Study participants included twenty-two adults diagnosed with moderate to severe skin disease caused by dermatomyositis. They received 20 mg daily of lenabasum or a placebo for 28 days, then 20 mg twice daily for 56 days. Their Cutaneous Dermatomyositis Disease Area and Severity Index (CDASI) levels were evaluated relative to baseline as well as secondary outcomes such as quality of life (measured with the Skindex-29) and specific biomarkers.

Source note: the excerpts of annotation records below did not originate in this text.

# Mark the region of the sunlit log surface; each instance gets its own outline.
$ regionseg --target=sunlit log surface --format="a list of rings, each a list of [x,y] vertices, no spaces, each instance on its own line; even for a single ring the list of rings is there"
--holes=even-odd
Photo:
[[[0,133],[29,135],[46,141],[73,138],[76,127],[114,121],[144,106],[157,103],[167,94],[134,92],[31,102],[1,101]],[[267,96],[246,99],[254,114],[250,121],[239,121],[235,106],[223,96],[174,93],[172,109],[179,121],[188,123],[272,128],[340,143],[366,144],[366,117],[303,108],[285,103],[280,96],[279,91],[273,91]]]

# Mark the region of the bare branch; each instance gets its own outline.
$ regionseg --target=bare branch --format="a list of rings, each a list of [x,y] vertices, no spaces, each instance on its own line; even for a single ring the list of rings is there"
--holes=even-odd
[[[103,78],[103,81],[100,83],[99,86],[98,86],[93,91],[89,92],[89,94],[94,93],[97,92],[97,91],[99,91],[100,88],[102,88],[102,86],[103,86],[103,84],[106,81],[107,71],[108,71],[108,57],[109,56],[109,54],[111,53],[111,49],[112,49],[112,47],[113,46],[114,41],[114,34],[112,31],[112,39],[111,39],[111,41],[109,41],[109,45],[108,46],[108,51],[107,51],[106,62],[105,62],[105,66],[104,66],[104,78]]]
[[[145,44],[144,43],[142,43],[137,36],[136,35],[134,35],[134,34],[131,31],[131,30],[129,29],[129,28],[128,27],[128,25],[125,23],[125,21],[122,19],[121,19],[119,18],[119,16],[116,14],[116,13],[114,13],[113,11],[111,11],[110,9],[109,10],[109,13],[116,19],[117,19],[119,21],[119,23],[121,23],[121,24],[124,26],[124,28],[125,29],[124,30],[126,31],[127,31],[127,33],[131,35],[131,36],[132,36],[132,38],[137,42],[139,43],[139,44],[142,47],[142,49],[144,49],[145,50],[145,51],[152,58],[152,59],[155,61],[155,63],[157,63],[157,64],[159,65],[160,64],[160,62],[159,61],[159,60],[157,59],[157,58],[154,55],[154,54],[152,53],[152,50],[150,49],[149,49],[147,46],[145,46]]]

More than 40% of the patients taking lenabasum demonstrated significant improvements. The study showed that the CB2 agonist lenabasum improved the skin of amyopathic dermatomyositis patients. The researchers noted that lenabasum was well-tolerated and effective. More than 40% of the patients in the study taking lenabasum demonstrated significant improvements on the CDASI, a validated disease-severity scale. Results showed a trend for the change from baseline CDASI to be greater in lenabasum versus placebo starting at Day 43, two weeks after a dose increase. On Day 113 there was a statistically significant difference between the two groups. The researchers noted that the drug was well tolerated.
Current clinical trials are trying to find effective new medications for any form of dermatomyositis. Intravenous immunoglobulin (IVIG) was recently approved last year. Current treatments are limited and often involve frequent and expensive intravenous infusions that may not be effective and can cause significant side effects.